36. On Count III, the Appellant was sentenced to pay a fine of Kshs 60,000/= or in default to serve 1 year imprisonment. The law provides for a fine not exceeding four hundred thousand (Kshs 400,000/=) or to imprisonment for a term not exceeding two years or to both. It is my finding that this was a just and fair sentence.
37. On Count IV, the Appellant was sentenced to pay a fine of Kshs 300,000/= or in default to serve 1 year imprisonment. The law provides for a fine not exceeding four hundred thousand (Kshs 400,000/=) or to imprisonment for a term not exceeding two years or to both. It is my finding that this was a just and fair sentence.
38. On Count V, the Appellant was sentence to pay a fine of Kshs 10,000/= or in default to serve 2 months imprisonment. The law provides for a fine not exceeding ten thousand shillings (Kshs 10,000/=) or to imprisonment for a term not exceeding three months. It is my finding that this was a just and fair sentence.

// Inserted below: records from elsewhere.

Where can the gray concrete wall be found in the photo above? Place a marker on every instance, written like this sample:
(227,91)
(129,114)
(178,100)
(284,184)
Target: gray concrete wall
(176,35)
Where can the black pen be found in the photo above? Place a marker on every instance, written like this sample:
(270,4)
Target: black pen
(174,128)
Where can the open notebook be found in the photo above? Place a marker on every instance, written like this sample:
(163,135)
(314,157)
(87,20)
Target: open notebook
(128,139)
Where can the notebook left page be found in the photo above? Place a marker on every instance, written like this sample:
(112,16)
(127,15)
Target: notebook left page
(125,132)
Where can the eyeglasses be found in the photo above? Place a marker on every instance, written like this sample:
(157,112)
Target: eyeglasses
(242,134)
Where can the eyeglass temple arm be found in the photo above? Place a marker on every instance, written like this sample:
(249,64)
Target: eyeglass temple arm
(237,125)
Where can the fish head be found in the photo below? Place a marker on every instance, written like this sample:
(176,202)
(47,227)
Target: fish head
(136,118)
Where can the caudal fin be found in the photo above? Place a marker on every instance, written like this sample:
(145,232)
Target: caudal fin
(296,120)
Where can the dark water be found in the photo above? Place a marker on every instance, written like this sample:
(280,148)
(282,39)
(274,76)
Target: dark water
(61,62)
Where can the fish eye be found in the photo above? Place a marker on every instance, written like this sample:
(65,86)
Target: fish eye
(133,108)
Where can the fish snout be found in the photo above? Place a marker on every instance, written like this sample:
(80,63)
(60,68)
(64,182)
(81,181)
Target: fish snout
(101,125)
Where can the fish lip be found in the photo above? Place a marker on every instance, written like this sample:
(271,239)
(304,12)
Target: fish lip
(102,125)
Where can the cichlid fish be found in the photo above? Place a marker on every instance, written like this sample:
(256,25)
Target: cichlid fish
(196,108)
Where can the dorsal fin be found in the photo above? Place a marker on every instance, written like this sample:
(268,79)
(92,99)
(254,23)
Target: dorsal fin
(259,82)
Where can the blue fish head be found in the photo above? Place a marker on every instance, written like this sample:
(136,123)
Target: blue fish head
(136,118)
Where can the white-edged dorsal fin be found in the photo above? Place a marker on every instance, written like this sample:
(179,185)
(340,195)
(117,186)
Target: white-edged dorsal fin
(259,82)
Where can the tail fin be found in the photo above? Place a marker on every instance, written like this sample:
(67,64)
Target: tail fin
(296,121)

39. On Count IV, the Appellant was sentenced to pay a fine of Kshs 60,000/= or in default to serve 1 year imprisonment. The law provides for a fine not exceeding four hundred thousand (Kshs 400,000/=) or to imprisonment for a term not exceeding two years or to both. It is my finding that this was a just and fair sentence.
40. Flowing from the above, it is my finding that the court did not err when it awarded the above sentences and further ordered them to run consecutively. There was no reason for this court to interfere with the sentences.
41. In the end, the Appeal has no merit and is dismissed.
JUDGEMENT DATED AND SIGNED AND DELIVERED VIRTUALLY THIS 28TH DAY OF MAY, 2025. ........................J.K.NG’ARNG’ARJUDGEJudgement delivered in the presence of the Appellant and Mamba for the Respondent. Siele/Mark (Court Assistants).